China's Gilded Age

NEW YORK ( TheStreet) -- There's a trend that ties together the earnings at Caterpillar ( CAT) and Microsoft's ( MSFT) possible participation in a Dell ( DELL) buyout.

You can't trust China.

I'm not talking about the government. I'm talking about business. Although many people will still insist China is a "communist" country, I'm pretty sure that "If Marx were living today, he'd be rolling around in his grave," as Randy Newman sang.

China today is a brutally capitalist economy with a kleptocratic upper crust. Before you get into high dudgeon over that, consider America under Ulysses S. Grant.

Just as Civil War veterans were raking it in with both hands during the 1870s, so descendents of China's generals are doing the same today. Just as America had yet to see the wisdom of following copyrights in the 1870s, so it is with China today. Just as America's boom of the 1870s masked the brutalities of industrialization, and genocide against native people in the West, so it is with China today.

What changed things here wasn't just the government -- the reforms of the 1880s were very superficial. What changed things was the cold hand of organized capitalism, with John D. Rockefeller rationalizing the oil industry and J.P. Morgan rationalizing everything else. It was the "trusts" that were the gateway to market reform, because the trusts did indeed reform the market, in the name of efficient allocation of capital.
Jay Gould, robber baron

It wasn't until the 1890s, with the trusts acting as de facto governments, while controlling what went on below them, that the government was able to gain a regulatory foothold. You can argue that the regulations of the Progressive Era were mainly done on behalf of capital, but they did happen.

Over a long struggle with Wall Street, America's markets became increasingly transparent through most of the 20th century, so that companies saw listing on our stock exchanges as a "gold standard," as something worth doing, because it meant they could be trusted.

But until a company, or an economy, is willing to be transparent, to be open and honest, accepting it in your market is more like accepting pythons in the Everglades.

That's what Caterpillar learned, as Quartz reports, in taking a $580 million loss because the "trusted" assets it acquired in China weren't worth what they were said to be worth. This despite having some of the "best men" in the market involved, like Emory Williams, who told the Financial Times he was "shocked, shocked" that gambling was going on here.

This has everything to do with Microsoft. Just as Europe found it had to do business with the U.S. during the Gilded Age, so technology companies today are dependent on China. The Chinese technology market is red in tooth and claw, and unless you're able to have a serious presence there you're just asking to get ripped off.

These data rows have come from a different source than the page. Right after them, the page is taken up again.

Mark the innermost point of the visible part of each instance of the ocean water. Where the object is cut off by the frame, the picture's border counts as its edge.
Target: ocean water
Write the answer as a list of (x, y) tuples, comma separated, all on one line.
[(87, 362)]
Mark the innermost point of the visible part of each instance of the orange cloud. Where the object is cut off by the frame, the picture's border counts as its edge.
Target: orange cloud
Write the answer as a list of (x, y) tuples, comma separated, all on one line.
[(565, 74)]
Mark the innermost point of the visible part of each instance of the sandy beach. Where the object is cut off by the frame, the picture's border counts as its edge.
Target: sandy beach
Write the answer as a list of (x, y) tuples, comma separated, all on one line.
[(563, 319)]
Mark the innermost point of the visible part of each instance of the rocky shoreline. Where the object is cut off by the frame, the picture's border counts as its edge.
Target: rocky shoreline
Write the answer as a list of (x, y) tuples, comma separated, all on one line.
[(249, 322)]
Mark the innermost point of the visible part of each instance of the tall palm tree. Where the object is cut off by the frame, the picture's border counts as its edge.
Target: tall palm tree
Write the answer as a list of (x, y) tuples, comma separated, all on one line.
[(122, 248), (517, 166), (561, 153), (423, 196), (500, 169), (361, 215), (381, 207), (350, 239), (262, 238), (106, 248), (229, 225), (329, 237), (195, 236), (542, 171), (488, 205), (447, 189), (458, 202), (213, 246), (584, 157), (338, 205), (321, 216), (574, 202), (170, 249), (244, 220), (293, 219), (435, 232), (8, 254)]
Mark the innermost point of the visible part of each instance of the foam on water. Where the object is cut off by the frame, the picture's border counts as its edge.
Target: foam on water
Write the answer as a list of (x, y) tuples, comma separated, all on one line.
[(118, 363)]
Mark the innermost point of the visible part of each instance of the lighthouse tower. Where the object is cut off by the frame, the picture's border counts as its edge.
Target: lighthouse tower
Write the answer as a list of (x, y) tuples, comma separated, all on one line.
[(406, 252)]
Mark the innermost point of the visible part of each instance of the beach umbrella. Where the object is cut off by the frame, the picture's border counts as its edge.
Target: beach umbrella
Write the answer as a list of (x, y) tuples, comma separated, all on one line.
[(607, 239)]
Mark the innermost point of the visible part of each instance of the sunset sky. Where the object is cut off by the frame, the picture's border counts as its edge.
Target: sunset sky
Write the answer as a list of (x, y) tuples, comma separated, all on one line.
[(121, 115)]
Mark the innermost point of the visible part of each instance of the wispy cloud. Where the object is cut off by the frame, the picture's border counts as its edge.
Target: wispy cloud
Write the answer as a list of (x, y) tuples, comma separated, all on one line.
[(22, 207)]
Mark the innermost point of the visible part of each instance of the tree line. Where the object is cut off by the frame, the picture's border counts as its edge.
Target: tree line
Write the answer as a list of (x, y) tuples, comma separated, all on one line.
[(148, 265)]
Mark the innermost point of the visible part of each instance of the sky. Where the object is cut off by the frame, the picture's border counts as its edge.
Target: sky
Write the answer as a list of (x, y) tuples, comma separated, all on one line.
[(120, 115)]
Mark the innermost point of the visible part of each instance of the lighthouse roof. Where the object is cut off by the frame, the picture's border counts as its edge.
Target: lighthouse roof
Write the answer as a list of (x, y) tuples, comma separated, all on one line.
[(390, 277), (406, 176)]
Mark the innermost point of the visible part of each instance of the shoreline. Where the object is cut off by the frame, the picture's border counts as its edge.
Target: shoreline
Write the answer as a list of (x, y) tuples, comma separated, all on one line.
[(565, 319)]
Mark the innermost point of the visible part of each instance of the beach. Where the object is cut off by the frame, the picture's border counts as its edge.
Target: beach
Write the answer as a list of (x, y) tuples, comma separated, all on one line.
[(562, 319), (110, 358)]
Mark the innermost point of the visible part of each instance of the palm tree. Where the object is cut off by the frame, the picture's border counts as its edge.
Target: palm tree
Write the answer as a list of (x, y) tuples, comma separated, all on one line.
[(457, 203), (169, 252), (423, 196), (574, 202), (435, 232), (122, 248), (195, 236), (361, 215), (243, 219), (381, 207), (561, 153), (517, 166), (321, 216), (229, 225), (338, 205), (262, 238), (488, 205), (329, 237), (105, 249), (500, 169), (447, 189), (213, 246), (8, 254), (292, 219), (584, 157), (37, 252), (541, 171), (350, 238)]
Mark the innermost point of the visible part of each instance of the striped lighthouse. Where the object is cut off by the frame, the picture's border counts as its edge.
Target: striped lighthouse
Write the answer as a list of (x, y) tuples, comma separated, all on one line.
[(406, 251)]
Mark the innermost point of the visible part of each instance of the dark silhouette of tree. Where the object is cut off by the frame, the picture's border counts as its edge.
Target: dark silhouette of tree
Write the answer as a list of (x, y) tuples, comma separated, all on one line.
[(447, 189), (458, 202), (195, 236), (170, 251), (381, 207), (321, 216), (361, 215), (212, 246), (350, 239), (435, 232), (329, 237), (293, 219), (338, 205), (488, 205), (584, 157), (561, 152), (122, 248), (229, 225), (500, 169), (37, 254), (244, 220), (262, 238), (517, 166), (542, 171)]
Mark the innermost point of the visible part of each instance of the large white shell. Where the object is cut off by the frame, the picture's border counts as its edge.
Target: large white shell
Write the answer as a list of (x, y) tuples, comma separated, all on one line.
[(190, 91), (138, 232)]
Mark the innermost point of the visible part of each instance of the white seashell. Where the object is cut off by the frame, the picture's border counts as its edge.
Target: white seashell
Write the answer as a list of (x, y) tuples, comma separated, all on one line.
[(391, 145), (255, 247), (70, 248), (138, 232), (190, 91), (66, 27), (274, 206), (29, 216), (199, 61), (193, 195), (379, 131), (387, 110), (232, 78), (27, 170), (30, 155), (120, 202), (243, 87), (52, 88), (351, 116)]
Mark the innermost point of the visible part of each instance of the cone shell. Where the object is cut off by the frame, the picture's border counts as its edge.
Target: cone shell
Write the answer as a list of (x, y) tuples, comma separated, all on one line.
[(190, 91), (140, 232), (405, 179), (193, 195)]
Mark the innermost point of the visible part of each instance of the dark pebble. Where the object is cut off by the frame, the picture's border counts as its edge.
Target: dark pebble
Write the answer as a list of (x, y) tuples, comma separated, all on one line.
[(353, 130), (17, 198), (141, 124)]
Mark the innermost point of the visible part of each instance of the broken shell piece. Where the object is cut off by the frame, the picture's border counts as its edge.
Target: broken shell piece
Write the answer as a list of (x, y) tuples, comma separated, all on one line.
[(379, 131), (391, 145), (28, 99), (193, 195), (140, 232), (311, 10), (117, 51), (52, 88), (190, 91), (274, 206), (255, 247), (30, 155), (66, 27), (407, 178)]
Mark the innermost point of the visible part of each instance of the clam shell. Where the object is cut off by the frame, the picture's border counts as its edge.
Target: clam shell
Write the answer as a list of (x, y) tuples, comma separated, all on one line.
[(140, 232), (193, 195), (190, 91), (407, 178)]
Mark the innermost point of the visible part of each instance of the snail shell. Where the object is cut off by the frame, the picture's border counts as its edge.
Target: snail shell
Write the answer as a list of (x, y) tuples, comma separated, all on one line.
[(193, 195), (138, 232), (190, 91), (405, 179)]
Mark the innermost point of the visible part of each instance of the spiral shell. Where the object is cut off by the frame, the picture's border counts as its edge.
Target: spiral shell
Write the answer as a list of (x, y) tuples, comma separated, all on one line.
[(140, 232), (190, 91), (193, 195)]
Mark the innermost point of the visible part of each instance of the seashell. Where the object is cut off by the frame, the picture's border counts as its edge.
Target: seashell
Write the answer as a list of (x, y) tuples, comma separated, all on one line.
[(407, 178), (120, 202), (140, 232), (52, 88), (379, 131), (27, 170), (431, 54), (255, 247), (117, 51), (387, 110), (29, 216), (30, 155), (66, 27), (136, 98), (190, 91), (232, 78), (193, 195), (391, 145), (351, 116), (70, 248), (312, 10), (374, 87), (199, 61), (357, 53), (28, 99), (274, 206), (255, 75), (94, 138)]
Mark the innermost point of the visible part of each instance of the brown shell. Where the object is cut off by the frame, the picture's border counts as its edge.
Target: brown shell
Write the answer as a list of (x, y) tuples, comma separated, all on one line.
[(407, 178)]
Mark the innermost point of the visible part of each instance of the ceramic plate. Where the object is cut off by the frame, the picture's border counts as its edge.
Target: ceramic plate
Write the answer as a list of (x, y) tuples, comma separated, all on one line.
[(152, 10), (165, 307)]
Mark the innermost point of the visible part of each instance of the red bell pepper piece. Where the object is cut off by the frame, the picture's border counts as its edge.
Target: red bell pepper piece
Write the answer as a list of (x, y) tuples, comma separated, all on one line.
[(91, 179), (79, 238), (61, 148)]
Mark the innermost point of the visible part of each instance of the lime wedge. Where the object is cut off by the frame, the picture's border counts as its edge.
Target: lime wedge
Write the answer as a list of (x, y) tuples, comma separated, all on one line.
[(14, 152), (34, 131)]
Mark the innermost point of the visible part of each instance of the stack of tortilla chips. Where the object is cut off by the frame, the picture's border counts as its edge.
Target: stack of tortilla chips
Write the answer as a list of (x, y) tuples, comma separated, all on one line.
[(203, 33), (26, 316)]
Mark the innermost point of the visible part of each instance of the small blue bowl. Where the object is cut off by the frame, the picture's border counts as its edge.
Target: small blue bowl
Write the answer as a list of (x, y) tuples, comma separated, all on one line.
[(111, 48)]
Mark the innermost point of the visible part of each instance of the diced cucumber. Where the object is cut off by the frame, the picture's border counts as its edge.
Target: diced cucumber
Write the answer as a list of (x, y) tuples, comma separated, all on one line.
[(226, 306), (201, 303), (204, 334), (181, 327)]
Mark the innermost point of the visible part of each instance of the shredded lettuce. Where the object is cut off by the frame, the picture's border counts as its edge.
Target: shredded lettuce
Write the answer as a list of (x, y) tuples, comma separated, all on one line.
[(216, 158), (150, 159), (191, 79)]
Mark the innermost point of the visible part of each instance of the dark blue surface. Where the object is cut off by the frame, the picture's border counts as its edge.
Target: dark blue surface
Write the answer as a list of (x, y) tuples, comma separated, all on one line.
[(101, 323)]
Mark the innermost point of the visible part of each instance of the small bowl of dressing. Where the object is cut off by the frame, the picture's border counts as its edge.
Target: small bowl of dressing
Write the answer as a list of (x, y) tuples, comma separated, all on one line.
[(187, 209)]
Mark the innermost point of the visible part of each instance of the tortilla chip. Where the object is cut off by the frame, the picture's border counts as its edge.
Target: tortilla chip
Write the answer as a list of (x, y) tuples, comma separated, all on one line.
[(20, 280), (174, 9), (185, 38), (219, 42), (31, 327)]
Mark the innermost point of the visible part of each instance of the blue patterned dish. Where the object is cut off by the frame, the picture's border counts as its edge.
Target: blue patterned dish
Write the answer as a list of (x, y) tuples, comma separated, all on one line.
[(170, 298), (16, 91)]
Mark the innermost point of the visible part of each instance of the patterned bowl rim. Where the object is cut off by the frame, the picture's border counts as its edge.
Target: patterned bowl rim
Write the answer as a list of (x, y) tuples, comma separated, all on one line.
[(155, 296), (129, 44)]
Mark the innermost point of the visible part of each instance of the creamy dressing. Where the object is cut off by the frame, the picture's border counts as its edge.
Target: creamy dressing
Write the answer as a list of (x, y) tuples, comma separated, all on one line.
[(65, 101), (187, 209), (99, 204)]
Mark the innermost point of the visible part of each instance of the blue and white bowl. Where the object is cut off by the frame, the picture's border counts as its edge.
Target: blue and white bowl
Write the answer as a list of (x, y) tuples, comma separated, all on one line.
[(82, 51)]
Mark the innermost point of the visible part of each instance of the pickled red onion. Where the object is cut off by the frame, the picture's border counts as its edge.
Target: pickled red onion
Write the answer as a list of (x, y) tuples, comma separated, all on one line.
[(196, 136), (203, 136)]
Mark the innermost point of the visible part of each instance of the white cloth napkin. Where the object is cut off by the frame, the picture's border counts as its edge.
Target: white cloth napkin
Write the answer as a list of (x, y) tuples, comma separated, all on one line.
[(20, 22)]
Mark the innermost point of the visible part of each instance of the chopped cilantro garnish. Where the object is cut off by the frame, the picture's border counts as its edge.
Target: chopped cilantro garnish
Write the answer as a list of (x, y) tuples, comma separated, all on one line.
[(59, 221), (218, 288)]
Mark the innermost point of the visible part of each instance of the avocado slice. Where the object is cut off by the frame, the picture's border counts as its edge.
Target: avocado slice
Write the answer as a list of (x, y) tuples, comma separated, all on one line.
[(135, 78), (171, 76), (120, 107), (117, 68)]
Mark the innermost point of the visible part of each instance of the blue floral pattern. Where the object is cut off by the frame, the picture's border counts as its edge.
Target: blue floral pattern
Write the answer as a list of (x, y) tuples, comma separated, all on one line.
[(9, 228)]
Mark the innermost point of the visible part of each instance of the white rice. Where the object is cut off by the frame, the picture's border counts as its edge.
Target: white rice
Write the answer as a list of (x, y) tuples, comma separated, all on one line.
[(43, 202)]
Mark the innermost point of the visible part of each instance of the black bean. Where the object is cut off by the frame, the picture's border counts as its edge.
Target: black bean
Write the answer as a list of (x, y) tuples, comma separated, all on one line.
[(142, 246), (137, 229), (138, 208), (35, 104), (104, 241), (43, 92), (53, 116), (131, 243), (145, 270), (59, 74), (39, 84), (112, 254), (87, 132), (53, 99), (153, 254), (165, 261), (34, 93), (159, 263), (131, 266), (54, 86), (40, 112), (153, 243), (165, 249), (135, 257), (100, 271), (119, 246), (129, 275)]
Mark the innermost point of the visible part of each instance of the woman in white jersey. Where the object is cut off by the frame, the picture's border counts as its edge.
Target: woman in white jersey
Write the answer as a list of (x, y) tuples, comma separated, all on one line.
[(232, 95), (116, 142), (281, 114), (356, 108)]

Dell has a serious presence there, $25 billion/year according to the South China Morning Post. Dell is leading the pack of Western companies into western China, Forbes notes, where costs are even lower than on the coast.

Size is not an absolute protection in China, but it helps get the best deals. Size lets you pick your suppliers, and that has a way of weeding out the crooks. Google ( GOOG) found that even Motorola wasn't a big enough player to assure honesty, which may be why CNET reported in December it is offloading operations to Flextronics ( FLEX), an older China hand that may get it better prices.

What all this should tell is us that there is increasing demand in China for the rule of law, for honest business. History tells me it will come after China gets its own Rockefellers and Morgans, not before. Fortunately, our biggest technology businesses are nurturing them.

At the time of publication, Blankenhorn held shares of MSFT and GOOG.

This article is commentary by an independent contributor, separate from TheStreet's regular news coverage.